Después de La Dinamitera, habló un perdedor del bando franquista, un emocionado mutilado de guerra, José Ferrero, que ganó la guerra y perdió la paz. A continuación, Luis Iriondo, de Gernika, superviviente del bombardeo. Habló con tal serenidad y fuerza de lo que sufrió en aquel día de mercado en su pueblo, de la destrucción de las casas y las vidas, que nadie se movía de su asiento en una tarde de fútbol en la que medio país permaneció atento a la derrota. Iriondo sí tiene razones para ser afrancesado, el poco francés que aprendió en el desaparecido instituto de Gernika les ayudó a sobrevivir en la vecina, y no muy generosa, Francia, que veía venir a los alemanes. Nos transmitió su emoción. No nos arrepentimos de habernos perdido la primera parte del partido.

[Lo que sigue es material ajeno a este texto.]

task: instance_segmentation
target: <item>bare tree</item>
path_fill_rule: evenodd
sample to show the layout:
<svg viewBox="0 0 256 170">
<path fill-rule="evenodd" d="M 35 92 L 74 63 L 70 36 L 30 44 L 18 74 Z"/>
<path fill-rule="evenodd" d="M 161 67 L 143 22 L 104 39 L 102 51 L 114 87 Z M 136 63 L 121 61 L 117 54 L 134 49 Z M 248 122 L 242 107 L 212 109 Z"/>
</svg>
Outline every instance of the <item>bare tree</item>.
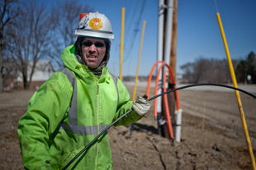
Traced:
<svg viewBox="0 0 256 170">
<path fill-rule="evenodd" d="M 21 72 L 24 89 L 30 87 L 37 62 L 45 57 L 53 38 L 53 21 L 45 6 L 26 1 L 15 20 L 12 39 L 9 46 L 12 60 Z"/>
<path fill-rule="evenodd" d="M 52 17 L 55 21 L 55 36 L 52 41 L 54 48 L 49 50 L 49 56 L 54 58 L 55 62 L 62 67 L 60 54 L 63 49 L 73 44 L 77 36 L 74 30 L 78 26 L 80 13 L 88 13 L 93 8 L 78 1 L 58 1 L 52 9 Z"/>
<path fill-rule="evenodd" d="M 18 0 L 1 0 L 0 1 L 0 91 L 3 90 L 2 85 L 2 56 L 7 44 L 7 25 L 17 16 L 19 12 Z"/>
<path fill-rule="evenodd" d="M 236 61 L 232 61 L 236 66 Z M 230 74 L 225 59 L 197 58 L 181 67 L 186 83 L 230 83 Z"/>
</svg>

La segunda parte la vimos, como los anteriores partidos de nuestra querida y derrotada selección, en la casa de los García Montero, poético cuartel de invierno de una saga muy intelectual y futbolera. Unos son del Real Madrid; otros, del Atlético, dos formas de entender las derrotas. Pero por más discurso poético, por más viandas de cerdo ibérico y más vino patriótico que se le echara al partido, nunca estamos suficientemente preparados para las afrentas. Cautivos y desarmados, ese pacífico ejército de rojos, se negaron a seguir el brindis con champagne francés que nos propuso el ovetense poeta afrancesado Ángel González. Ni sus llamadas a brindar por Mallarmé, por Voltaire o por Rimbaud nos animaron a brindar por los franceses. No es cuestión de orgullo, pero es que ni con rebeldes y apasionados poemas simbolistas se siente uno preparado para pasar otras temporadas en el infierno. El infierno serán los otros, pero siempre nos toca a los mismos. El poeta González, patriota no, pero sí compatriota, se quedó solo cantando esa bonita canción de Marsella. Algunos nos pusimos a recordar Roncesvalles. ¡Qué tiempos!